Tank gunners fired shells and machine guns, and four Palestinians were wounded, including a woman and a 4-year-old child, Palestinian doctors said.

The Israeli military confirmed the exchange of fire.

Israeli troops imposed a curfew in Tulkarem. Israeli soldiers have been carrying out daily arrest raids in Palestinian areas following a recent military offensive aimed at dismantling militant groups that have launched scores of bombing and shooting attacks against Israelis.

A brief lull in attacks ended this week.

In a third attack in 28 hours, a Palestinian militant drove a bomb-laden car at high speed toward a Tel Aviv night club early Friday, but was shot and killed by a security guard. The assailant tried to blow up the Studio 49 club in Tel Aviv, where about 200 people were partying at about 1 a.m.

Security guard Eli Federman said he saw the car turn sharply and race toward the club. He pushed clubgoers inside and opened fire, hitting the attacker, who fell from the car, which burst into flames.

"Then I fired the rest of the bullets into his head," killing him, Federman said.

The car had been carrying pipe bombs.

The Al Aqsa Martyrs' Brigade, a militia linked to Arafat's Fatah movement, identified the driver as Amer Shkokani of the West Bank town of El Bireh.

A suicide bombing Wednesday in the Tel Aviv suburb of Rishon Letzion was also carried out by the Al Aqsa militia. Two Israelis and the bomber were killed.

The attacker, 16-year-old Issa Bdeir from Al Doha village outside Bethlehem, was the youngest suicide bomber during 20 months of fighting.

In a videotaped farewell message, the boy wore a backpack and posed with two pistols.

"I am going to carry out my operation to avenge the continuous Israeli aggression that is still committed against our people," he said, reading from a piece of paper.

Arafat's office issued a statement Friday denying that his Fatah movement had any link to the Al Aqsa militia's leaflets claiming responsibility for recent attacks. That statement highlighted growing division within the Palestinian faction over bombing attacks.

No Palestinian group has claimed responsibility for Thursday's attack on the Pi Glilot fuel depot, in which a bomb attached to the underside of a tanker truck exploded, destroying the cabin but causing no injuries. The depot, Israel's largest, is in the center of the country's most densely populated area near Tel Aviv.

The attack highlighted Israel's vulnerability to large-scale, strategic attacks that security officials and counterterrorism experts warned Palestinians were seeking to carry out.

Security officials also announced this week that they uncovered a plot to explode trucks laden with a ton of explosives under Tel Aviv's twin Azrieli Towers, Israel's tallest buildings.

Sharon's office said Friday that 32 Palestinian attacks had been foiled since Israel's large-scale military operation in the West Bank wound down last week.

Also Friday, a senior adviser to Arafat said the Palestinian leader plans to hold elections for president and parliament this winter, as long as Israeli military forces withdraw to positions they held before fighting began 20 months ago.

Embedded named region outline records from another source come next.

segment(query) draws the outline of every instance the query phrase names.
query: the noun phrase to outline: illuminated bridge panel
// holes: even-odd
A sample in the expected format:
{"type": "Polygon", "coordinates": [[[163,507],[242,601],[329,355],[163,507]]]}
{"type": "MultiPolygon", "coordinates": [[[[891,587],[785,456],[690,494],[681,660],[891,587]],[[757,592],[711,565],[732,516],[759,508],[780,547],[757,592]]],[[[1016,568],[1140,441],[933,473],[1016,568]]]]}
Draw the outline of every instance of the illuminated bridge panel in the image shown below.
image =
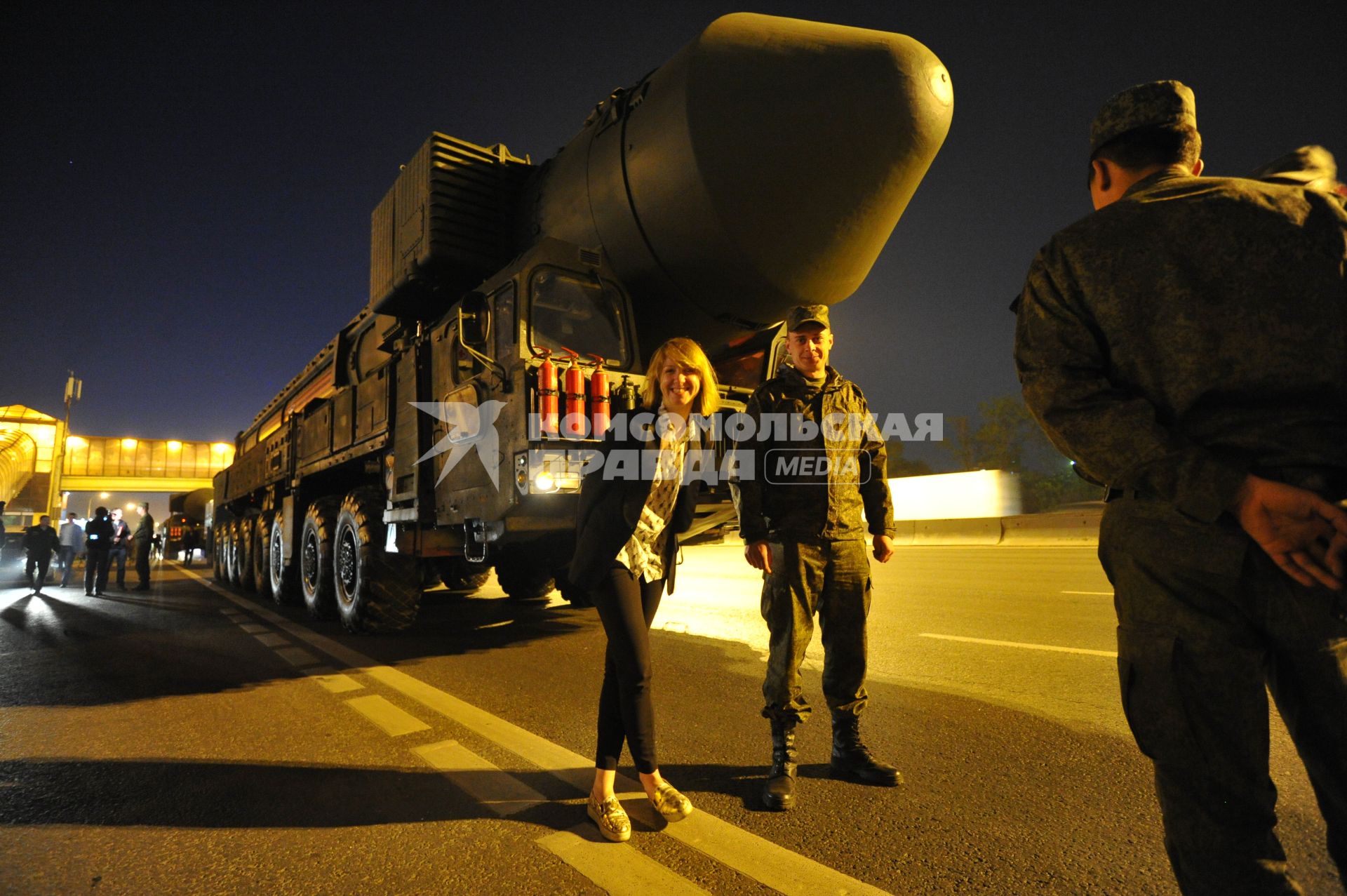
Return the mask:
{"type": "Polygon", "coordinates": [[[209,480],[233,461],[234,446],[226,442],[71,435],[62,477],[209,480]]]}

Arafat is under pressure from abroad and at home to reform his Palestinian Authority, and to unify the Palestinian security services into one agency.

Before elections are held, Arafat also wants to be sure that Palestinian residents of traditionally Arab east Jerusalem will be allowed to participate – as they did in 1996, said his adviser, Nabil Abu Rdeneh.

Abu Rdeneh also said Arafat would appoint a new, smaller Cabinet for the interim period leading up to the elections.